# Older Phase Technology subwoofer help



## splatee (Feb 5, 2009)

Hello everyone,

I am currently using a 15 inch Phase Technology Octave 1.0 sub. I have a few questions.

I have noticed that the amp runs extremely hot. I was watching a movie the other night and it was so hot i couldn't touch it with out getting burned. And the wall behind it was very warm as well. I have the sub volume set at the 8 oclock position and i had the sub output set to + 4.5. It seems that if i go lower that it shuts off during a long quiet passage of a movie. I have lowered it to + 3.0 and set it to 9 oclock and see if that helps. It also stays on the warmer side when it is just in standby mode and not in use, is this normal? I had a velodyne vx-10 and it was cool to the touch when not being used.

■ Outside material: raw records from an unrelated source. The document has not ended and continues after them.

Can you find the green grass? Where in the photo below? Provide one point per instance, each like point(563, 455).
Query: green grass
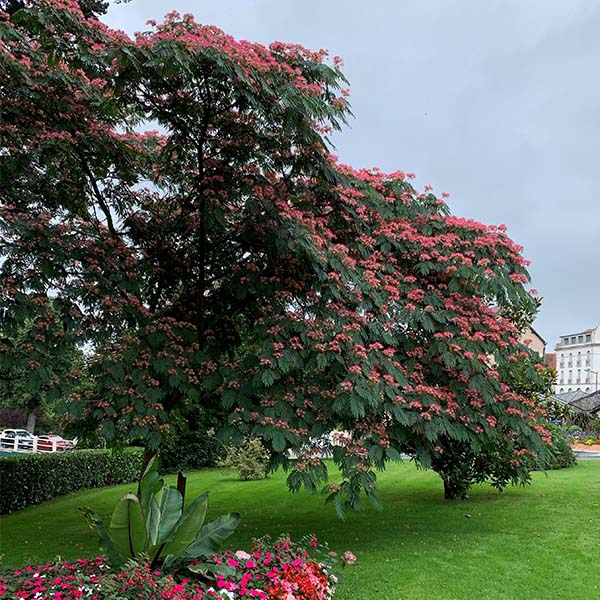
point(539, 542)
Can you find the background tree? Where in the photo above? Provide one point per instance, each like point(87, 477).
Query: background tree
point(229, 262)
point(37, 364)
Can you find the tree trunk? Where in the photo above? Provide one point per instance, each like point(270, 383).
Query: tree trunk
point(452, 491)
point(31, 421)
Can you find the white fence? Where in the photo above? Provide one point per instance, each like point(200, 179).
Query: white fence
point(28, 446)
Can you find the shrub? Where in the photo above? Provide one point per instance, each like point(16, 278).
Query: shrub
point(190, 450)
point(595, 426)
point(41, 477)
point(559, 455)
point(153, 526)
point(251, 459)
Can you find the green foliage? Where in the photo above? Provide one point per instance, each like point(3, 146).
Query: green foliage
point(35, 478)
point(155, 525)
point(558, 454)
point(228, 262)
point(37, 363)
point(594, 425)
point(190, 450)
point(251, 459)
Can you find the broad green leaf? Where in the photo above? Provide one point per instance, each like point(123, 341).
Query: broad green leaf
point(96, 522)
point(187, 528)
point(150, 484)
point(212, 536)
point(127, 527)
point(171, 508)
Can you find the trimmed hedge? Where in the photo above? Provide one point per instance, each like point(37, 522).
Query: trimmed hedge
point(33, 478)
point(190, 450)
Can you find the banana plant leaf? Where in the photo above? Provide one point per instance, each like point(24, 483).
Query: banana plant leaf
point(212, 536)
point(96, 522)
point(127, 526)
point(187, 527)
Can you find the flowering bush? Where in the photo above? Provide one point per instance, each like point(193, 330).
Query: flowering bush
point(280, 570)
point(251, 459)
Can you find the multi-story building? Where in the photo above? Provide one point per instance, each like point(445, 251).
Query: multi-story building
point(578, 362)
point(534, 341)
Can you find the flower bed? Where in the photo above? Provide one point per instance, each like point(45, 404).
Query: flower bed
point(280, 570)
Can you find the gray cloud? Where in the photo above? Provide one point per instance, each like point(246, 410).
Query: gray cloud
point(495, 102)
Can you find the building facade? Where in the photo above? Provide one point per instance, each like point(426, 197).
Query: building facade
point(534, 341)
point(578, 362)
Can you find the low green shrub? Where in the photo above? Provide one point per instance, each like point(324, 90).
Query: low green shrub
point(251, 459)
point(190, 450)
point(560, 454)
point(595, 426)
point(34, 478)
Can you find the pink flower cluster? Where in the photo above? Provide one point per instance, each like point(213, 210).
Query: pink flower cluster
point(280, 570)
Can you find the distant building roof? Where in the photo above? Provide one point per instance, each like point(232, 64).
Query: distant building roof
point(589, 403)
point(568, 397)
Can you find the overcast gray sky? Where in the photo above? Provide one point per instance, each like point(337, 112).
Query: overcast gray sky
point(495, 102)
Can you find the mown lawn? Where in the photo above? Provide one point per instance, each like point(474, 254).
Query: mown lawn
point(539, 542)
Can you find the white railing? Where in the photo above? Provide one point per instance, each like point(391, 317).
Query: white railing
point(27, 446)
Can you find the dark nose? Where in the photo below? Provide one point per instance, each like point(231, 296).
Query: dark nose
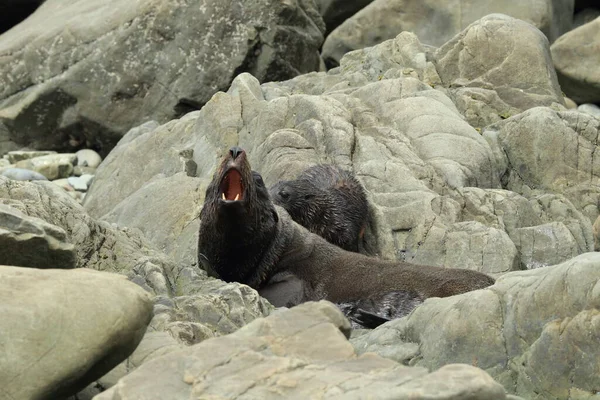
point(235, 151)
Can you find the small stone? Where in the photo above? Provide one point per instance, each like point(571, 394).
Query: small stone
point(78, 183)
point(16, 156)
point(88, 158)
point(21, 174)
point(78, 170)
point(53, 166)
point(570, 103)
point(590, 109)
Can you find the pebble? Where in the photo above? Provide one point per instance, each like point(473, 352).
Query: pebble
point(589, 108)
point(14, 157)
point(21, 174)
point(88, 158)
point(52, 166)
point(81, 183)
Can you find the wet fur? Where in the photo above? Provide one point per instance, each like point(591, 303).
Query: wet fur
point(257, 243)
point(328, 201)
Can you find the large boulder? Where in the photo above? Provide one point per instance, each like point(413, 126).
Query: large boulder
point(63, 329)
point(377, 115)
point(81, 73)
point(435, 22)
point(576, 57)
point(31, 242)
point(278, 357)
point(536, 332)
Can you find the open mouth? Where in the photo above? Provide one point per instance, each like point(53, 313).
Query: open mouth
point(232, 187)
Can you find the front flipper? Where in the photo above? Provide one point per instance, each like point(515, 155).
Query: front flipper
point(374, 311)
point(284, 289)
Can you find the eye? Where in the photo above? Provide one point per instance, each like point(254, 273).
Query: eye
point(258, 179)
point(284, 195)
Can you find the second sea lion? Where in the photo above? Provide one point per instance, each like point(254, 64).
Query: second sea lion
point(245, 238)
point(326, 200)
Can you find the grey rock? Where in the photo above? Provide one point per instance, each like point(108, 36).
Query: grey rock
point(61, 330)
point(52, 166)
point(591, 109)
point(576, 55)
point(436, 22)
point(81, 183)
point(88, 158)
point(533, 331)
point(547, 150)
point(79, 170)
point(82, 73)
point(278, 356)
point(584, 16)
point(21, 174)
point(16, 156)
point(334, 12)
point(31, 242)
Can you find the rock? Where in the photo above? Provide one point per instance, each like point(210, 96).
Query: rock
point(64, 183)
point(334, 12)
point(53, 166)
point(546, 150)
point(486, 64)
point(16, 156)
point(78, 170)
point(6, 142)
point(93, 70)
point(166, 211)
point(576, 56)
point(61, 330)
point(407, 143)
point(81, 183)
point(584, 16)
point(278, 357)
point(384, 19)
point(533, 331)
point(31, 242)
point(88, 158)
point(21, 174)
point(570, 104)
point(590, 109)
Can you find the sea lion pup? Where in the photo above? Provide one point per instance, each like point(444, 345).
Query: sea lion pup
point(245, 238)
point(326, 200)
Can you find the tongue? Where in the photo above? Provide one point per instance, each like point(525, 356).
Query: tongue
point(233, 190)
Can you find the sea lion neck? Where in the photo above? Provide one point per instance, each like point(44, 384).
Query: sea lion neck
point(238, 221)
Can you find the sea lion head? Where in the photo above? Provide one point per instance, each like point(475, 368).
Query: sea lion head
point(238, 221)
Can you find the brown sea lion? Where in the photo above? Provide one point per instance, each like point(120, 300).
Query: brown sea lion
point(326, 200)
point(245, 238)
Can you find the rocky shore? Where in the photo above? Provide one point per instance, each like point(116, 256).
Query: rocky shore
point(473, 133)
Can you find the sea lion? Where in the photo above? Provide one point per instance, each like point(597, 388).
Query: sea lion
point(326, 200)
point(245, 238)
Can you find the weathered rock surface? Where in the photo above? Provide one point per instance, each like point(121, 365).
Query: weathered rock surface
point(81, 73)
point(544, 150)
point(407, 143)
point(277, 357)
point(31, 242)
point(63, 329)
point(576, 56)
point(536, 332)
point(435, 22)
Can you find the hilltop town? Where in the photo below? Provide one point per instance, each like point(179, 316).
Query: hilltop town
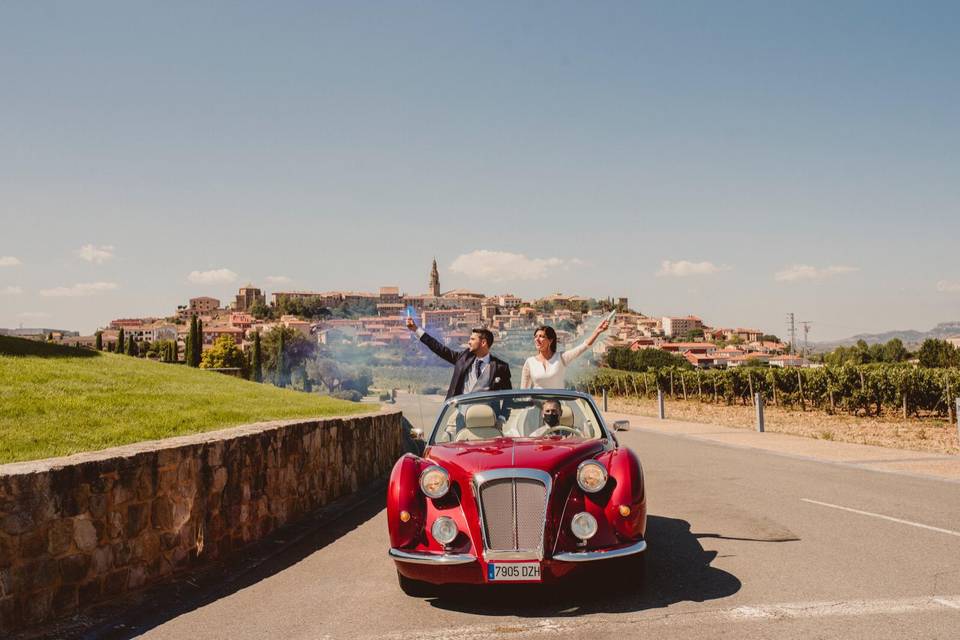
point(369, 320)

Also the specs i found were 240 watts rms and frequency response 18Hz - 100Hz.

Thank you


----------



## drdoan (Aug 30, 2006)

That kind of heat doesn't sound correct to me. You may have a defective amp. Staying warm without a signal is not a good sign either. It It could also be a damaged speaker. The voice coil may have overheated, causing some of the windings to short. Dennis


----------



## splatee (Feb 5, 2009)

Yes it stays on the warmer side when im not using it when in standby mode. As for a damaged voicecoil the woofer moves freely with no rubbing or sounds that would indicate a damaged coil. It sounds perfect, i hear no distortion of any kind. I have also read that some amps stay a bit warm when in standby mode. What i think has happened is that i had a + 4 signal going to it and it being summer here in Texas and all that it got to hot. I am going to add a fan over next to it and see if that helps. I have also lowered the sub level a bit also.

Thank you


----------



## drdoan (Aug 30, 2006)

Is there any movement of the woofer when no signal is present. It is remotely possible that some stray infra or ultra frequency is riding on the input signal to the amp. Dennis


----------